Civics Ed. Needs More Social-Emotional Learning, Less Existential Angst
In recent years, as polarization has torn at the nation's social fabric, there's been a surge in attention to civics education. As an old civics teacher (albeit from the last century), I think this is a wonderful thing. However, I think this energy can take more and less productive directions and I want to share a few words on that today.

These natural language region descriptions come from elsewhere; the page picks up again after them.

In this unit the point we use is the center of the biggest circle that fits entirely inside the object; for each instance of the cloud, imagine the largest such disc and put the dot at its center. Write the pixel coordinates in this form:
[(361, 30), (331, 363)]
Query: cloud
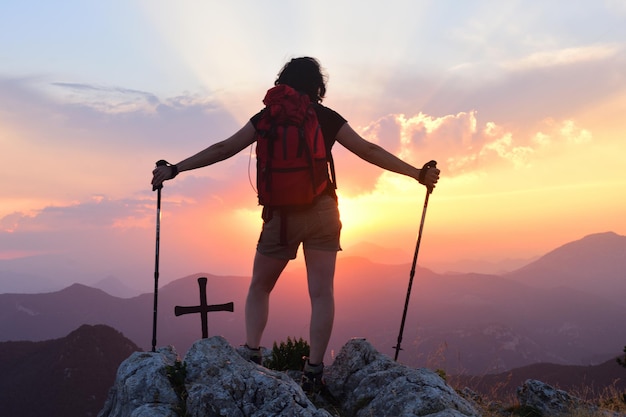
[(464, 143), (564, 57)]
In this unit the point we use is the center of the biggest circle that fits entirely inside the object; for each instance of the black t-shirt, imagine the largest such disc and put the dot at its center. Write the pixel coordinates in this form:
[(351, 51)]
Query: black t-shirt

In the Trump era, debates over gun control, climate change, immigration, gender issues, racial justice, and much else have fueled calls for schools to redouble their efforts to equip and encourage students to be active, engaged citizens. Engagement is a laudable goal, especially when educators are working to empower students without seeking to dictate their views or values.
But, as I've been barraged with communiques in recent months relating to COVID-19, this spring's protests, and the need to "stop talking and start acting" on social justice, it's struck me that there are at least two general philosophies at work. One is to embrace empathy, reflection, and persistence—what I tend to think of as core tenets of social and emotional learning. The other is to seek to immanentize the eschaton (or, as Belinda Carlisle once put it, to "make heaven a place on earth").
Let's start with the second of these. It seems that an existential angst has gripped the nation in recent years. Whether its Trump apologists averring in 2016 that the presidential contest was the "Flight 93 election" or Green New Dealers insisting that we've only got until 2030 to save the world, social media and public discourse are choked with the zealous assurance that we're on the precipice of ruin. This has sparked the notion that students must be trained as shock troops for righteousness to snatch America back from the brink.
Of course, this presumes that America is on the brink. And I get it. Believe me. Looking across the land, I think many people find it hard not to fret about the fate of our kids, communities, and country. Our polarization is staggering and disheartening. Social media has proven an astonishingly potent source of poison and propaganda. It can seem like our ability to talk across divides or find compromise has evaporated, and every day brings a new outrage. Oh, and the institutions designed to check all of this are creaking under the strain.
And, yet, the older I get, the more I feel like this isn't as new as it seems. In any given moment, if one is paying attention, the world can feel like it's on the verge of coming apart. I remember, as a kid in 1980, listening to hushed conversations about how a Reagan victory would launch a terrifying assault on the Constitution (he won, but the Constitution is still there). I remember millions marching for the nuclear-freeze movement in the 1980s, insisting that we were mere moments from nuclear armageddon (the nukes are still there, but the protesters moved on). I remember the Republicans thundering in 1998 that Bill Clinton was a threat to the nation's moral fabric, the national pandemonium of the Bush-Gore election in 2000, the terror that followed 9/11 in 2001, and the fear that we were sliding into a second Great Depression in 2008 (the nation survived all of it).
As grim as things are today, with presidential malfeasance and urban rioting, those old enough can recall when things were as bad—or worse—a half-century ago. And, while police misconduct, racial disparities in education and economic outcomes, and much else are real issues, I suspect those who insist there's been no improvement over time would feel differently after a week spent in 1960 or 1970.
In fact, I wonder whether the enthusiasm for civics instruction that emphasizes end-times pageantry is a symptom of our problems—and a recipe for aggravating them. After all, the genius of the American system is that, even with all its manifest flaws, it has been an astonishing engine of self-betterment over the centuries. Today, I worry whether the social-media-addled, 24-hour news cycle dominated, micro-targeted world of distrust and constant fundraising has left us ill-equipped to engage in the dialogue, compromise, or bridge-building that it takes to make our pluralist system work.
The impulse to equip students to storm the barricades and make a difference is surely a healthy one. But we need to be sure that we're also asking what it will take to produce more citizens, community leaders, and public officials who argue respectfully, forge bonds of trust, build new institutions, and find ways to revitalize and repair what seems to be broken.